One feature was very useful for the San Bernardino tunnel. When this tunnel was built, the fresh air duct was installed underneath the lane. And when the tunnel was finally refurbished, this fresh air gallery was transformed into an escape and rescue gallery. A new ventilation system was installed above the traffic lane area. The refurbishment, which took several years, gobbled up around 240 million Swiss francs, that's 80 million more than it cost to built the tunnel itself back in the 1960s.
The situation was completely different in the Arlberg tunnel. Here, cross-connections and a connecting tunnel were built between the 14-kilometre long road tunnel and the 10-kilometre long rail tunnel that runs parallel to it. By 2014, the rescue route distances are to be shortened even further. The escape routes each contain one assembly room designed to hold several hundred people. The construction costs of this project totalled around 47 million euro.
Up to now, eight million euro have gone into refurbishing the Wattkopf tunnel.

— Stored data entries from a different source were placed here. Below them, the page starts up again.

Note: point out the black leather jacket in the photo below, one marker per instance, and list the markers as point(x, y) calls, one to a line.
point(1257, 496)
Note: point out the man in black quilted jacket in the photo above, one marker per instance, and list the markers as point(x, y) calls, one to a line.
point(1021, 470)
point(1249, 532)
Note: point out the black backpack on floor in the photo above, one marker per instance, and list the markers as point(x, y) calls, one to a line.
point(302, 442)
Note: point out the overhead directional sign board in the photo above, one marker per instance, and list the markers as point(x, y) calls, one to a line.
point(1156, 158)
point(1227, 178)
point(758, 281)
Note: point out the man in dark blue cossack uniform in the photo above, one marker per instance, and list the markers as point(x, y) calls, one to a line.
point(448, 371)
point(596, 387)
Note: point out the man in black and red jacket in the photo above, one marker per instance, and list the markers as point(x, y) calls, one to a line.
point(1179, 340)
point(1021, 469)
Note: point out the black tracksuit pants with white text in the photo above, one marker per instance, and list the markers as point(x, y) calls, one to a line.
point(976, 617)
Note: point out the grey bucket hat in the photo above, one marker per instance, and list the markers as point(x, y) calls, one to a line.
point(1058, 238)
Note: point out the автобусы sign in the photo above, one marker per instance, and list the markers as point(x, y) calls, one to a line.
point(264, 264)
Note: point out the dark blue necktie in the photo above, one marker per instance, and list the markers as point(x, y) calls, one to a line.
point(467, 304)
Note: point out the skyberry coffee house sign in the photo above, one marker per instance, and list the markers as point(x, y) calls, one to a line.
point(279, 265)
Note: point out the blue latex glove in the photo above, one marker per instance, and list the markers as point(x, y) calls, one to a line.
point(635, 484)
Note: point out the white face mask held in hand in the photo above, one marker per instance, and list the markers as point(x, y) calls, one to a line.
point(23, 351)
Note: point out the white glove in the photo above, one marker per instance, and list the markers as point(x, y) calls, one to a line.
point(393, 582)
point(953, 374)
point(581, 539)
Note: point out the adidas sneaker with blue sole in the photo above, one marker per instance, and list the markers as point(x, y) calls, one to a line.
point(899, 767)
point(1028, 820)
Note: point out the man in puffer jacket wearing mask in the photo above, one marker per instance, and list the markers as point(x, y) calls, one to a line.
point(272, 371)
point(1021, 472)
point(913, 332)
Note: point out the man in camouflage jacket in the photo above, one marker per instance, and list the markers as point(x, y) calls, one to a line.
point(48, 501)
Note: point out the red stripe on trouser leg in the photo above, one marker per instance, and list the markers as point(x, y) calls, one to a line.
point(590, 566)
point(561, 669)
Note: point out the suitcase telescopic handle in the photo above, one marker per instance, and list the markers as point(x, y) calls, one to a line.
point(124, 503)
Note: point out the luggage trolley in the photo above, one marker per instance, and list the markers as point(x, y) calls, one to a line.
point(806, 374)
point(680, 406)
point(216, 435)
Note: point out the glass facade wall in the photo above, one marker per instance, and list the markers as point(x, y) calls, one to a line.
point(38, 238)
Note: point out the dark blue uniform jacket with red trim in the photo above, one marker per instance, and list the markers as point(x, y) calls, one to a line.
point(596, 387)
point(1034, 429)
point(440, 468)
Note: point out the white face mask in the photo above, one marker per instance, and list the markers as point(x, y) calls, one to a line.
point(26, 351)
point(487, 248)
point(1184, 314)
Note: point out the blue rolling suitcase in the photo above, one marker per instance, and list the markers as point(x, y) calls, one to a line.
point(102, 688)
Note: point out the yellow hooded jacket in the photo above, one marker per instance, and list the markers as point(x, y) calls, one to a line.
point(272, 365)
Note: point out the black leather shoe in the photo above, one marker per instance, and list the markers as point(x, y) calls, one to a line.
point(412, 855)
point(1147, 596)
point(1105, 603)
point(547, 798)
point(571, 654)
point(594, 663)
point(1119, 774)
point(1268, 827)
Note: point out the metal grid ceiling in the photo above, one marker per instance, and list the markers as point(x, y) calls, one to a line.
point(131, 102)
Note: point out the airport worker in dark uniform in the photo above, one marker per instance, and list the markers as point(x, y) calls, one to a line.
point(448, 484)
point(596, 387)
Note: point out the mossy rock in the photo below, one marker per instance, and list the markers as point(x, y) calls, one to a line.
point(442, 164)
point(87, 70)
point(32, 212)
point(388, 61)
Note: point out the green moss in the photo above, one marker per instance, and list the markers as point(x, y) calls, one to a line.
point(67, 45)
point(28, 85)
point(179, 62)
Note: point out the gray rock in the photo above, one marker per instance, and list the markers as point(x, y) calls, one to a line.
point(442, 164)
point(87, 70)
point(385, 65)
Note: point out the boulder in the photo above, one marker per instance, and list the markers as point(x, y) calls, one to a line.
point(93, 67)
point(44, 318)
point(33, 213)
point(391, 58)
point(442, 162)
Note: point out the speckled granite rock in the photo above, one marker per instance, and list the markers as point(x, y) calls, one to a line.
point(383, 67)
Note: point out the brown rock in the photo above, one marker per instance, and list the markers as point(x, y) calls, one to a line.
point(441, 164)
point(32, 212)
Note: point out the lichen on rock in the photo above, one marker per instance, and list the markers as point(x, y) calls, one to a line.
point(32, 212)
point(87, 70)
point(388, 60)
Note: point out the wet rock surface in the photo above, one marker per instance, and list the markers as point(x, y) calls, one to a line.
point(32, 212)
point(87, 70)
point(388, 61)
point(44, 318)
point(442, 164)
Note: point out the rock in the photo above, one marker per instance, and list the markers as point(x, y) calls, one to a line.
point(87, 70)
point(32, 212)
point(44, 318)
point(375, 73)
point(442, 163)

After this tunnel was identified by EuroTAP in 2004 as Germany's most dangerous tunnel, funds were immediately approved. Although this tunnel did not give a completely convincing display this year - its rating was lowered due to a lack of emergency exits - a safety gallery is guaranteed for 2010. The ventilation system was generally revamped and this improves the possibilities for self rescue considerably. After all, when a fire breaks out, a smoke-free atmosphere is justifiable. In this case, demands on ventilation systems are higher in a tunnel with bi-directional traffic where cars are located on both sides of the fire which can additionally hinder access for rescue services. Overpressure must also be maintained in the escape routes of a tunnel system to prevent smoke from entering. A tunnel is a complex system of interaction and each tunnel must be individually adapted to meet the latest applicable safety requirements.
Around one third of the 282 tunnels tested up to now have bi-directional traffic, as do 18 of the 31 tunnels tested this year. Seven of these were given an overall rating of "good" and "very good", four were rated "acceptable", and seven "very poor". It must be said that all of the latter tunnels were found to have serious shortcomings in the categories of "Escape and rescue routes" and "Ventilation". All in all, over the past ten years, more than twice the number of tunnels with bi-directional traffic were given poorer ratings than tunnels with unidirectional traffic. On the other hand, the Pont Pla tunnel in Andorra, the winner of this year's test, along with some exemplary approaches to accident prevention, "escape and rescue" in other European tunnels and countries, are proof that not every tunnel with just one tube is automatically a dangerous tunnel.